Sean intentó reanimar a Tuck, pero no obtuvo reacción.
—Mejor que lo dejes tranquilo. Podría tener heridas internas.
Volvieron a la planta baja. Sean se dirigió a la cocina y entró por allí en el garaje. Era de tres plazas, cada una con su propia puerta. En la primera había un Mercedes último modelo. En la segunda un Chrysler minivan. La tercera estaba vacía.
Michelle señaló la puerta destrozada.
—La camioneta estaba aparcada ahí, obviamente. ¿Sabes si los Dutton tienen una Tundra azul?
—No. Pero lo más probable es que sea suya.
—¿Lo dices porque la plaza está despejada?
—Exacto. La mayoría de los garajes acaban llenos de trastos, incluyendo a veces algún coche. Si no se ve nada parecido en las tres plazas es porque tienen tres vehículos; de lo contrario, usarían la tercera para almacenar cosas.
—Uau. Estás hecho todo un detective.
Sean puso la mano en el capó del Mercedes.
—Caliente.
Michelle deslizó el dedo por uno de los neumáticos.
—Y las rodaduras húmedas. Ha llovido bastante esta noche. Tuck debe de haber venido del aeropuerto con este coche.
Volvieron al salón y contemplaron el cuerpo de Pat Dutton. Sean pulsó el interruptor de la luz con el codo, sacó su libreta de notas y copió las letras escritas en el brazo de la mujer.
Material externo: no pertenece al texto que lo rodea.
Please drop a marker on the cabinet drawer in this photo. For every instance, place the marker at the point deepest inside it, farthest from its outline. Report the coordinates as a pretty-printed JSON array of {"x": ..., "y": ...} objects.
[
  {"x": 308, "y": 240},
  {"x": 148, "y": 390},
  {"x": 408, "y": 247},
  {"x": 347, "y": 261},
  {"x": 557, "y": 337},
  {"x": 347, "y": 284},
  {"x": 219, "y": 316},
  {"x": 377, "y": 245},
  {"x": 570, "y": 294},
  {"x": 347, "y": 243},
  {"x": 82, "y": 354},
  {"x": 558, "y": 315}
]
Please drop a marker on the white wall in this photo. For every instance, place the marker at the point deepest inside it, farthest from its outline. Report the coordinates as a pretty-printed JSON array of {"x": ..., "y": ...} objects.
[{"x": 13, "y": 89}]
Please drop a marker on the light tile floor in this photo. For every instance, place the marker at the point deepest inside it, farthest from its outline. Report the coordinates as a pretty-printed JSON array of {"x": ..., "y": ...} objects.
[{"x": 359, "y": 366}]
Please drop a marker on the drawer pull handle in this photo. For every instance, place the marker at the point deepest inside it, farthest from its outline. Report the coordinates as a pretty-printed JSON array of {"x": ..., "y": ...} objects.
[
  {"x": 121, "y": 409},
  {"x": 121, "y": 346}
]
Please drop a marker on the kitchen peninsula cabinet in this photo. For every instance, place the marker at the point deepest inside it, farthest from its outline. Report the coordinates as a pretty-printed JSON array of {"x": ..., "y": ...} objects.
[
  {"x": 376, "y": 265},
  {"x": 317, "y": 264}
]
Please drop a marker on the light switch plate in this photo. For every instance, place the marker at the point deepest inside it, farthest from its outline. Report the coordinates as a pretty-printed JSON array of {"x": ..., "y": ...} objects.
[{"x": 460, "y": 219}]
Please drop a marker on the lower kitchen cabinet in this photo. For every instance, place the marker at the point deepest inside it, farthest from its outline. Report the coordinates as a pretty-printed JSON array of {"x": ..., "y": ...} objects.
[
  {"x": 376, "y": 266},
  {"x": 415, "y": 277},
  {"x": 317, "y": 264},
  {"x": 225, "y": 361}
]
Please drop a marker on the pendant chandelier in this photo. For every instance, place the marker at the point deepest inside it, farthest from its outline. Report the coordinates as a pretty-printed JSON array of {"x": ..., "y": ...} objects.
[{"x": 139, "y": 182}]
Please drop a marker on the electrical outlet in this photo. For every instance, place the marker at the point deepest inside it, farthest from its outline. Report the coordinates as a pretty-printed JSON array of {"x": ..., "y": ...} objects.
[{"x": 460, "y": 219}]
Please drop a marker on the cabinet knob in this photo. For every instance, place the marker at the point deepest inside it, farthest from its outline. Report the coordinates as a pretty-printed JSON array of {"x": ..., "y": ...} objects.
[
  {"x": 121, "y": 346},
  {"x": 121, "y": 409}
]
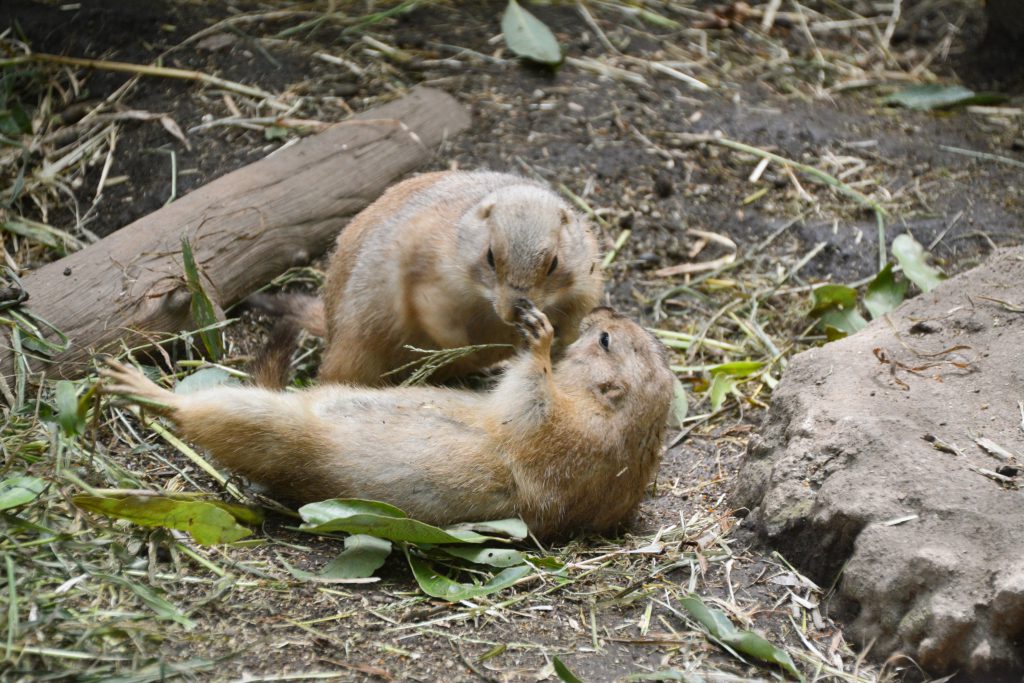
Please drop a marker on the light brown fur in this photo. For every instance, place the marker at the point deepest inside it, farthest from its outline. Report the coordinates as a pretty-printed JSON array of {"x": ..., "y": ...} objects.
[
  {"x": 569, "y": 447},
  {"x": 414, "y": 268}
]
Michelle se agachó y examinó las manos de Pam.
—Parece tener sangre y restos de piel bajo las uñas. Vestigios de un intento defensivo, lo más probable.
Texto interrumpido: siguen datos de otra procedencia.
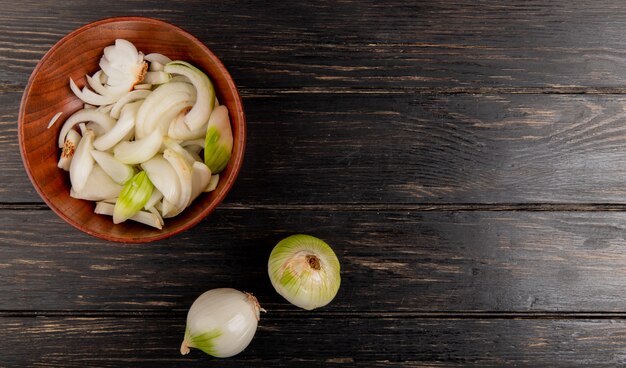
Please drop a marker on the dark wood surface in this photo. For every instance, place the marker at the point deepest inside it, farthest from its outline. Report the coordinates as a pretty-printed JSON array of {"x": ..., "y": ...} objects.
[{"x": 465, "y": 159}]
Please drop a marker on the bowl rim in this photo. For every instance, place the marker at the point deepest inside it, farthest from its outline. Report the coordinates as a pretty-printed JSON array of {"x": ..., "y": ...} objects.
[{"x": 237, "y": 159}]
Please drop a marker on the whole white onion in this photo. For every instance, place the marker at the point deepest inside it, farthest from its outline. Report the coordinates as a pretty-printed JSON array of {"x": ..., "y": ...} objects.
[{"x": 221, "y": 322}]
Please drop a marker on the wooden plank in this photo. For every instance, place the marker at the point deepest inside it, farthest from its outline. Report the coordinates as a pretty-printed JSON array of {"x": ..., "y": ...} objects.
[
  {"x": 303, "y": 342},
  {"x": 364, "y": 44},
  {"x": 392, "y": 261},
  {"x": 402, "y": 148}
]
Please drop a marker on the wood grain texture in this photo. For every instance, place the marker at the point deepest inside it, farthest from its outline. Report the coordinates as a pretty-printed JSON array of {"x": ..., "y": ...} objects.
[
  {"x": 411, "y": 149},
  {"x": 286, "y": 342},
  {"x": 392, "y": 261},
  {"x": 363, "y": 44}
]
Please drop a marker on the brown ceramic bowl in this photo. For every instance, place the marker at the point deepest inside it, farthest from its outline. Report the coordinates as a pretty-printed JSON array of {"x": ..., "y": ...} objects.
[{"x": 48, "y": 92}]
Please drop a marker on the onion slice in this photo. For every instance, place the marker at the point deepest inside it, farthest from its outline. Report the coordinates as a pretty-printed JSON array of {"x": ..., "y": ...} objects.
[
  {"x": 139, "y": 151},
  {"x": 126, "y": 99},
  {"x": 99, "y": 187},
  {"x": 183, "y": 172},
  {"x": 146, "y": 218},
  {"x": 163, "y": 176},
  {"x": 218, "y": 144},
  {"x": 85, "y": 115},
  {"x": 69, "y": 147},
  {"x": 121, "y": 130},
  {"x": 201, "y": 110},
  {"x": 118, "y": 171},
  {"x": 82, "y": 162},
  {"x": 200, "y": 179}
]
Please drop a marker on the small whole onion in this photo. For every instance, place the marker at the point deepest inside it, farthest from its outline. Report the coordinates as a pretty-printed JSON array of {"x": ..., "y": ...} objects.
[
  {"x": 305, "y": 271},
  {"x": 221, "y": 322}
]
—Sí, ya me he fijado. Espero que puedan sacar algo de la base de datos de ADN.
—Pero ¿no debería haber más sangre? —dijo Michelle.
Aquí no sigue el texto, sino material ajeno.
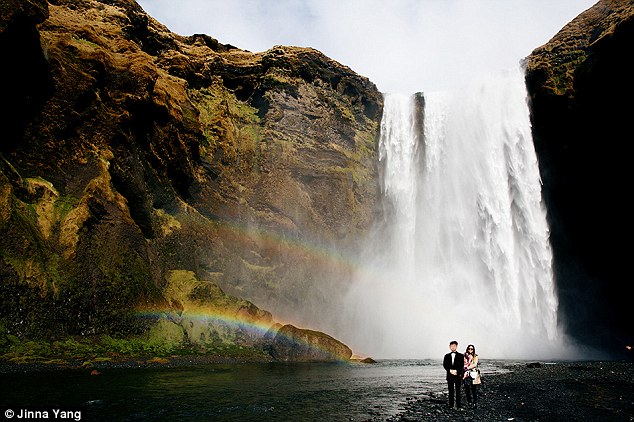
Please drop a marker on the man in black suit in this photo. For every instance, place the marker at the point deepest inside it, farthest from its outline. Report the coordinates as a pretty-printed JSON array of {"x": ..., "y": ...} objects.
[{"x": 454, "y": 365}]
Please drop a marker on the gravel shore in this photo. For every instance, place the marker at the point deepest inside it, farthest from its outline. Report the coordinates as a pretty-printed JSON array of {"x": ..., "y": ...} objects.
[{"x": 562, "y": 391}]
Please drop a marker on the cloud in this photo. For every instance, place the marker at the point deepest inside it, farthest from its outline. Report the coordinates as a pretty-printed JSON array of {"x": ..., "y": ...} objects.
[{"x": 401, "y": 45}]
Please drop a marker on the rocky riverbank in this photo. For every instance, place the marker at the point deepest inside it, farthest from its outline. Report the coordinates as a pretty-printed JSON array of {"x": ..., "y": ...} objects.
[{"x": 572, "y": 391}]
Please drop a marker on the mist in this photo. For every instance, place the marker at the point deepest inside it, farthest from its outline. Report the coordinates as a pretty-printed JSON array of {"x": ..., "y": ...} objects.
[{"x": 431, "y": 242}]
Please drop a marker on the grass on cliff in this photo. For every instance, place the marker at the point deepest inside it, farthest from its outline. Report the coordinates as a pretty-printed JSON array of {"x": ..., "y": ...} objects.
[{"x": 87, "y": 351}]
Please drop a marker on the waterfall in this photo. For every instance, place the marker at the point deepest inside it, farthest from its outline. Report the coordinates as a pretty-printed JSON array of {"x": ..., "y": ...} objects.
[{"x": 463, "y": 250}]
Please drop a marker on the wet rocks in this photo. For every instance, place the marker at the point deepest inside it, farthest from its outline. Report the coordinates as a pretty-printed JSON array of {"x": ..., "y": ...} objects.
[{"x": 292, "y": 344}]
Sean examinó el cuerpo más de cerca.
—Cierto. La alfombra debería estar empapada. Da la impresión de que le han seccionado la carótida. En ese caso, tendría que haberse desangrado muy deprisa.
Michelle lo vio primero: un cilindro de plástico que sobresalía por debajo del codo del cadáver.
—¿Es lo que yo creo?
Sean asintió.
—Un tubo vacío. —Levantó la vista y miró a su compañera—. ¿Se han llevado su sangre?